Checking the Column values in a file.


 
Thread Tools Search this Thread
Top Forums Shell Programming and Scripting Checking the Column values in a file.
# 1  
Old 08-02-2011
Checking the Column values in a file.

Hi All,

I have a file that has ~2.9Millions lines with 32 columns respectively.
The columns numbers 23,27 are the primary Keys for the file.
The fields are delimited by TAB.

I need to check the condition If
Column number: 20 is NOT NULL
Column number: 21 is not 0
Column number: 22 is not 0

If the above is TRUE (Satisfied) Then Write the entire line to an OUTFILE..
Else
Ignore the line and proceed further.

In order to check the above, I thought the following:

Since I have the primary keys for the file i.e.23,27 , I would load the file into a hash and then check the conditions i.e.
Column number: 20 is NOT NULL
Column number: 21 is not 0
Column number: 22 is not 0

i.e.
Code:
$FIELD_SEPARATOR = '    ';
$FIELD_NUMBER_LIST = $[                                   -- (23,27)
my @primary_set= split(/,/, $field_number_list);
my $line = '';
my %hash;

open(FILE, "<$old_file") or die "Can't open file $old_file";
my @file = <FILE>;
close(FILE);

my @vals;
foreach (@file) {
$line = $_;
@vals = split(/$field_separator/, $line);

   my $key;
   my $primary = "";
   foreach $key (@primary_set) {
      $primary = $primary.$vals[$key];
   }

   $hash{$primary} = $line;
}

while (<FILE>) {
$line = $_;
@vals = split(/$field_separator/, $line);
    my $key;
    my $primary = "";
    foreach $key (@primary_set) {
        $primary = $primary.$vals[$key];
    }
 
<<<< Here I need to check the condition for the Columns i.e.
Column number: 20 is NOT NULL
 Column number: 21 is not 0
 Column number: 22 is not 0
>>>>>>>>>>>>>

Could someone please help me out how to check the condition for a particular column. and how do I check for NOT NULL.
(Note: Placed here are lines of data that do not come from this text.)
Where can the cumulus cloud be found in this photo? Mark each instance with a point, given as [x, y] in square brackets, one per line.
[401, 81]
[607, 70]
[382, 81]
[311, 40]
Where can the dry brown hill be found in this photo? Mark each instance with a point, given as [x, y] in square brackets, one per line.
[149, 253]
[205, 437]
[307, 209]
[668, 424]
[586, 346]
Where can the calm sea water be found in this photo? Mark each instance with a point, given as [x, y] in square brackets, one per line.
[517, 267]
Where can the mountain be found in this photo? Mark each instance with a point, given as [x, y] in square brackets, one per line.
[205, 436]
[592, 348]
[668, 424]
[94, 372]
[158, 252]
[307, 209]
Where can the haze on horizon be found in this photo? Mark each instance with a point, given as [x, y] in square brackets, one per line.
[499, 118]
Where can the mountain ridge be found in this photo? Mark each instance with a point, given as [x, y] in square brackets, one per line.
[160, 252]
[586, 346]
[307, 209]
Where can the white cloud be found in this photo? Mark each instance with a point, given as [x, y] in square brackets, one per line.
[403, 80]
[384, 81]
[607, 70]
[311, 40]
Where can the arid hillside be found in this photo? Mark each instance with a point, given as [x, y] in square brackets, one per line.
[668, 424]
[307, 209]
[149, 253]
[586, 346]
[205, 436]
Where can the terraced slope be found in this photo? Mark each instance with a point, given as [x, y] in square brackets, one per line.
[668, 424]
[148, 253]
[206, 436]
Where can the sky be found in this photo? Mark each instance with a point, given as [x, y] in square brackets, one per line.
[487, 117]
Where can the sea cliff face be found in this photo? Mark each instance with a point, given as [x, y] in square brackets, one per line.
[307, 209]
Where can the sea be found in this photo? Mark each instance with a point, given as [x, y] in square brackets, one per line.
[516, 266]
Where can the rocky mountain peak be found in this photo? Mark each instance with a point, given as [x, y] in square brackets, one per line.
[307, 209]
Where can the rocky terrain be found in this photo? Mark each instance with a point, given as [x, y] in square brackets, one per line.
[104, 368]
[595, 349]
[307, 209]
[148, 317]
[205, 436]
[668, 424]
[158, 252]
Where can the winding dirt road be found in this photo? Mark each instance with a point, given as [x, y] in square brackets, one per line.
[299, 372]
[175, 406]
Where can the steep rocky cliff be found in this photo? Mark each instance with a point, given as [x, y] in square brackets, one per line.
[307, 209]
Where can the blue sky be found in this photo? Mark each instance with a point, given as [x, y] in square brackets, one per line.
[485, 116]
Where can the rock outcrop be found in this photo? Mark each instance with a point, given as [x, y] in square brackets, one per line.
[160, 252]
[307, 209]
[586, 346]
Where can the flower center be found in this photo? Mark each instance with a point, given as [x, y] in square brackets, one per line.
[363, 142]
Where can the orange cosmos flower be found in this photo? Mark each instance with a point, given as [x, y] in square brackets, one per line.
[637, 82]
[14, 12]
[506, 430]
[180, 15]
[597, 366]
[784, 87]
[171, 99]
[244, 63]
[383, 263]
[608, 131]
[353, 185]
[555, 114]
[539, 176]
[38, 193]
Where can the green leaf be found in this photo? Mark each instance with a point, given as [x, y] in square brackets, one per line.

Really appreciate your thoughts.

Last edited by pludi; 08-02-2011 at 05:47 PM..
# 2  
Old 08-02-2011
Seems more an awkish problem! There is no NULL outside RDBMS, there is only a zero pointer to a string object or character array (in C/C++), a good string pointer to a null 0x00 character (empty string "") and blank (empty string or either space characters only or white space only -- definitions vary). String compares vary on whether '"" = " " and such. Try some and see. The safest is to make a max length blanks and say: > " " Thus, it has to have a higher character than ' ' somewhere. Similarly, any 9 digit number in a string not zero is: > "000000000" In RDBMS settings, this approach also should exclude NULLs, as NULL is not supposed to ever admit anything true, but some play fast and loose with blank and empty and NULL, so just pick a test that does not care, like: >= " !" (! is the low char above space in ASCII/UTF-8).
# 3  
Old 08-02-2011
See if this works for you:
Code:
#!/usr/bin/ksh
while read mLine; do
  mFld20=$(echo ${mLine} | cut -d'|' -f20)
  mFld21=$(echo ${mLine} | cut -d'|' -f21)
  mFld22=$(echo ${mLine} | cut -d'|' -f22)
  if [[ "${mFld20}" != "" && "${mFld21}" != "0" && "${mFld21}" != "0" ]]; then
    echo ${mLine}
  fi
done < Input_File

This User Gave Thanks to Shell_Life For This Post:
# 4  
Old 08-02-2011
For big files, the fork and exec cost per line can get ugly. If you want to try shell, read to many variables with $IFS including the separator. If the spaces and zeros are well behaved, sed might be a big winner, with a very busy regex.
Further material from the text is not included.